If we look carefully at price and time, we can notice that they are closely connected. A common price-time chart allows to calculate Bradley Cowan’s Price-Time Radius Vector Indicator with the help of Pythagorean theorem. It states that the sum of the squares of the legs of a right triangle is equal to the square of its hypotenuse. In our case, price and time are the legs and the hypotenuse is PTV (Price-Time Radius Vector).
On the example below you can see how to calculate this indicator. We have start point A, we know that the length of cut AB is equal to 196 points for 35 hours. We calculate PTV of BC, which is equal to 199. Structure is ABCD or ABCDEF.
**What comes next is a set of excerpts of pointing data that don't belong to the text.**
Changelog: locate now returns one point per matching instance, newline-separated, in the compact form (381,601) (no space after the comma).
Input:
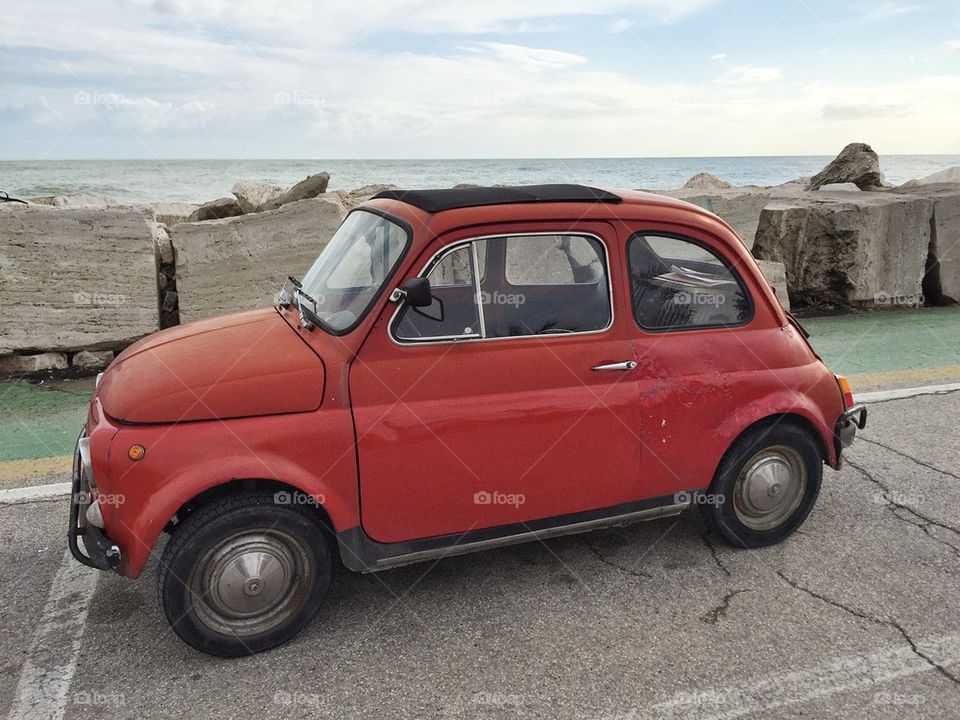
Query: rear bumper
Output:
(98,550)
(846,429)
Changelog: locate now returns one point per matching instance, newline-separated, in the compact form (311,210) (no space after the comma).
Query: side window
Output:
(455,312)
(527,285)
(550,285)
(678,284)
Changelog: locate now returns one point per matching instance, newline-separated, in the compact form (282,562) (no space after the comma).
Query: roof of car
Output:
(433,201)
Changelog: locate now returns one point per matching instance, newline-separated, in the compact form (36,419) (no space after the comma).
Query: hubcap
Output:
(250,582)
(770,487)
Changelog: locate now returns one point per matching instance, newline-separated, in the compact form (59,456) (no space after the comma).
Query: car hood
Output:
(250,363)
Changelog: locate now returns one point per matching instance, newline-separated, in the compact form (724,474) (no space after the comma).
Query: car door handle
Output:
(615,367)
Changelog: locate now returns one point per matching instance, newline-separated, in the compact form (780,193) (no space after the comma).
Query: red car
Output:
(459,370)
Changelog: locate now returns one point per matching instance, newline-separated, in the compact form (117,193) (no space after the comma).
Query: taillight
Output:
(846,391)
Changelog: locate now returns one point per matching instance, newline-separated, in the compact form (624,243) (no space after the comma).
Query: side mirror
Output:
(417,292)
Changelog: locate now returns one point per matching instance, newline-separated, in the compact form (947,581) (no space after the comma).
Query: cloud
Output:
(890,10)
(748,74)
(530,57)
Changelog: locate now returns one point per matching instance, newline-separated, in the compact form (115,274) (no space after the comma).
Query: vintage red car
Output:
(459,370)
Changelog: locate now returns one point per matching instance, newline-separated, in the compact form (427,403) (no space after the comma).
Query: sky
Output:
(495,78)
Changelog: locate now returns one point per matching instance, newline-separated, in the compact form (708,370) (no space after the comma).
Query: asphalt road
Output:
(856,616)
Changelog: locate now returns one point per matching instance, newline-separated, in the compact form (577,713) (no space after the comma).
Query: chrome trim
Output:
(572,529)
(475,263)
(450,248)
(615,367)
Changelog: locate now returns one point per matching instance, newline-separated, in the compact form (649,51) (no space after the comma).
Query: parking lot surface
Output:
(855,616)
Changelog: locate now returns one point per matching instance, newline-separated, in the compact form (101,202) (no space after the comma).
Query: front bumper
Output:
(846,430)
(98,550)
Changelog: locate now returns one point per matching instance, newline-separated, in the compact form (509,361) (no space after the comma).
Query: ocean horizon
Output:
(201,180)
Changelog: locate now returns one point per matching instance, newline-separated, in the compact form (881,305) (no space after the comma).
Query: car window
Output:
(531,285)
(552,260)
(454,312)
(679,284)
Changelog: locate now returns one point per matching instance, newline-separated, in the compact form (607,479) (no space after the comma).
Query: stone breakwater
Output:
(82,277)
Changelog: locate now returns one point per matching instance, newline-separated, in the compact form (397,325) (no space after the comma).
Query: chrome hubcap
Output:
(770,487)
(250,582)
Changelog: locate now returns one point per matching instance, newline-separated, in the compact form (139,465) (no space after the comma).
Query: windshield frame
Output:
(388,276)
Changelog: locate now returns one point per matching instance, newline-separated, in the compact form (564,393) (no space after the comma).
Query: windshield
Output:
(352,269)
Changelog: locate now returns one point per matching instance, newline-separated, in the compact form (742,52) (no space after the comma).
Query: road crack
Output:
(616,566)
(713,617)
(713,551)
(912,459)
(886,622)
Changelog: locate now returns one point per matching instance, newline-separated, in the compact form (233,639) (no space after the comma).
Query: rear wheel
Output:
(766,485)
(244,574)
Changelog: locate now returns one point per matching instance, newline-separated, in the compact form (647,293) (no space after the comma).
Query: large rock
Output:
(169,213)
(240,263)
(309,187)
(706,181)
(866,248)
(254,196)
(739,207)
(857,163)
(88,201)
(74,278)
(942,279)
(950,175)
(776,274)
(29,364)
(216,210)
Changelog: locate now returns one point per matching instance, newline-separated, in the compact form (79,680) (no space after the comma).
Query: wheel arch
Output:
(792,418)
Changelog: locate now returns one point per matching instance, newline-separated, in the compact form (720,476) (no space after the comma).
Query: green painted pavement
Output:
(887,340)
(43,420)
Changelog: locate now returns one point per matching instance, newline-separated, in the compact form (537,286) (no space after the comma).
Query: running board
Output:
(361,553)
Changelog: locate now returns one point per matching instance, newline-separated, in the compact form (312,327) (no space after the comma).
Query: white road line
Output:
(904,393)
(763,694)
(52,658)
(15,496)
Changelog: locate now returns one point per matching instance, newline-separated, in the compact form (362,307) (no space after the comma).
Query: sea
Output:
(201,180)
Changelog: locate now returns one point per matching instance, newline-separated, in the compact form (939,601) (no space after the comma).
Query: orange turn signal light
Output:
(847,392)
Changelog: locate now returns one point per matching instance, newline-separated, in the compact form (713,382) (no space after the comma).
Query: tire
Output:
(766,485)
(244,574)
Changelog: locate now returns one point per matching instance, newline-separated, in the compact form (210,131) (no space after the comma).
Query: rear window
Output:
(679,284)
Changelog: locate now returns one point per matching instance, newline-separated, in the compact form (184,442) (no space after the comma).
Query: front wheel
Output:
(765,486)
(244,574)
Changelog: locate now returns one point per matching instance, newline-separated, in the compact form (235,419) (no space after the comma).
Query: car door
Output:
(509,399)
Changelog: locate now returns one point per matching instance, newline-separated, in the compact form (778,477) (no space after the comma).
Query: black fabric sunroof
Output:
(437,200)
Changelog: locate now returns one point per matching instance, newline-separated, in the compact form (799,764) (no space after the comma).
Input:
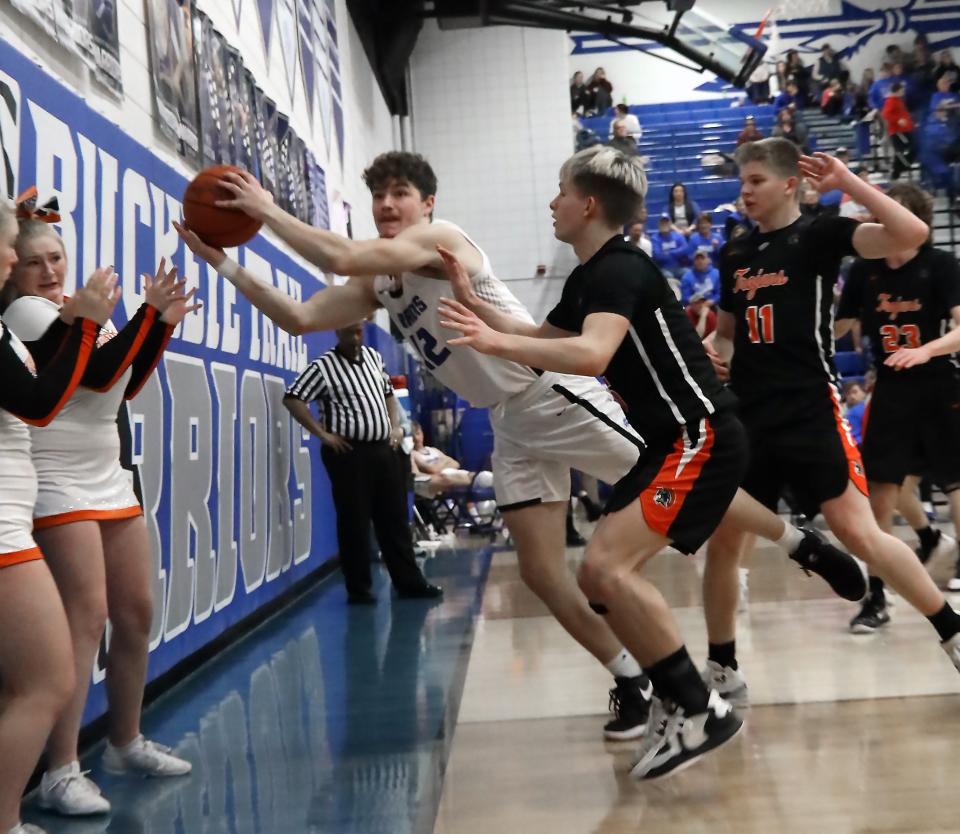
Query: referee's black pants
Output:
(368,484)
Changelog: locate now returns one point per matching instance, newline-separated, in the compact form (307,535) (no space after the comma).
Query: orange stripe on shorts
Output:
(854,461)
(663,499)
(19,557)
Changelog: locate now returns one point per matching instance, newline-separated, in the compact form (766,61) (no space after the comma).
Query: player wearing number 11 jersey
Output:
(775,324)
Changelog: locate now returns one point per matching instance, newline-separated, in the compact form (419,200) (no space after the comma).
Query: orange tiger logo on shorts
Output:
(663,497)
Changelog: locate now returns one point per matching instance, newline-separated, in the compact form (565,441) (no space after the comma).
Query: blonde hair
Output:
(616,180)
(30,229)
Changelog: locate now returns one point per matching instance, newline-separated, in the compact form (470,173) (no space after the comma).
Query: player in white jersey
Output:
(36,663)
(544,423)
(87,518)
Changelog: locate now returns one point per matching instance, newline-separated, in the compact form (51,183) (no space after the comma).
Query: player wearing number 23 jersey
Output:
(779,287)
(914,416)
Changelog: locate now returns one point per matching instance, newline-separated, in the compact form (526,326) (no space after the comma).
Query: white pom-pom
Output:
(30,316)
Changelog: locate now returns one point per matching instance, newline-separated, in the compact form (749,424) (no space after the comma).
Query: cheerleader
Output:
(36,663)
(88,519)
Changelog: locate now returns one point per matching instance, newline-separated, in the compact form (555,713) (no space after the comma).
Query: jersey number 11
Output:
(760,323)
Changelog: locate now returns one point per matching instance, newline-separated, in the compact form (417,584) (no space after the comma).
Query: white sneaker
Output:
(952,648)
(144,757)
(653,733)
(730,683)
(688,737)
(67,791)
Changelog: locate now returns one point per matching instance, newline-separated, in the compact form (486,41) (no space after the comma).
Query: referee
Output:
(360,431)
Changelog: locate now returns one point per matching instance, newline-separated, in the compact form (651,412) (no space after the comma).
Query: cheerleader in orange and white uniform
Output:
(36,662)
(88,519)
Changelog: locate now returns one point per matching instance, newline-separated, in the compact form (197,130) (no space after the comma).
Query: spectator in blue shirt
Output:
(880,88)
(939,135)
(786,97)
(944,95)
(705,238)
(855,399)
(669,247)
(702,279)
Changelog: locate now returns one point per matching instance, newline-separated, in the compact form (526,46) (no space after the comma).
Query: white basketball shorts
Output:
(559,423)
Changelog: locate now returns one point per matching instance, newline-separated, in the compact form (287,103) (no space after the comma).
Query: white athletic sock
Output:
(623,665)
(63,770)
(790,540)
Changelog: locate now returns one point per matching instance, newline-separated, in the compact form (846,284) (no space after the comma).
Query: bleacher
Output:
(677,136)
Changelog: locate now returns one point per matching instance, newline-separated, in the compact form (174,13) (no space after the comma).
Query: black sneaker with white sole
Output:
(873,615)
(630,705)
(840,570)
(686,738)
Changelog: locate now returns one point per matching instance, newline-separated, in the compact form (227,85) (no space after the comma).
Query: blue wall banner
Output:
(237,502)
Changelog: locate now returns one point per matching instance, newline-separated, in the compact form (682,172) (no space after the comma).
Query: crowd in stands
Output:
(913,96)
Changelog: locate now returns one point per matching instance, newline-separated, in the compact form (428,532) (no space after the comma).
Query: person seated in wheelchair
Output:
(434,471)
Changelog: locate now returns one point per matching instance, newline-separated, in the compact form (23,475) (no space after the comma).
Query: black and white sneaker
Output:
(630,705)
(873,615)
(840,570)
(945,545)
(686,738)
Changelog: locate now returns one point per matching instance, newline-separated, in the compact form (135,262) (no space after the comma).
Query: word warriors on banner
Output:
(236,500)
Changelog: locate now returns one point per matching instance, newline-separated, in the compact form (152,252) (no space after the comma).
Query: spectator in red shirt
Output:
(900,127)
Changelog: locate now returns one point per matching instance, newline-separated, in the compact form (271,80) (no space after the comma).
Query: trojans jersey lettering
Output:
(412,301)
(904,307)
(779,287)
(14,433)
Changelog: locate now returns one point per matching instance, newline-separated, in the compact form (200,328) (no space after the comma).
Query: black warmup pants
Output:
(368,484)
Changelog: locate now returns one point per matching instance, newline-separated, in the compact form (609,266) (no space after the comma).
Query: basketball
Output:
(216,226)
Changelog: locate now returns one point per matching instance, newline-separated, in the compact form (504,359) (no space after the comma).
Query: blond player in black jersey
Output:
(618,317)
(774,324)
(544,423)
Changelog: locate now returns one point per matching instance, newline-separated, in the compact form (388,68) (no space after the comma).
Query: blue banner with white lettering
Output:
(236,500)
All PTV values are approximately equal for AF segment. There are deviations in length sometimes, when PTV is overlapped or shifts. It complicates the analysis. The more experience you get the easier it will be to define the initial point of PTV, even if it is located in the field of previous radius-vector. More details you can find in the works by Bradley Cowan. The beginning or end of one PTV should not necessarily match the beginning or end of another PTV. In other words, vectors can overlap or deviate from each other.
To make PTV equation visible on a price-time chart, it is required to have axises of price and time in the same scale. In other words one price unit must match one time unit. When scale of axises do not match, vectors will be distorted.
PTV is not limited by one chart, and there are no limitations for size. Big PTV includes small PTVs. We have specific PTV of black BC segment, which also can be calculated in more details. We have got three segments AB, BC and AC and can calculate CD on this base with the same formula.
In this case we exactly have got inequation between all Price Time Vector segments, BC is much smaller than AB and AC. When the angles between PTV and time axis decreases, the time component increases and the price component decreases. That is to say, the time component of BC is more than the time component AB, whereas the price component BC is smaller than the price component AB, because price and time move to the counter-balance.
On the base of PTV on the previous image, having two segments AB and calculated CD, we build an ellipse, and will get segments DE and EF on the orange ellipse and DE on the green ellipse. When price reaches D point, DE segment will be known.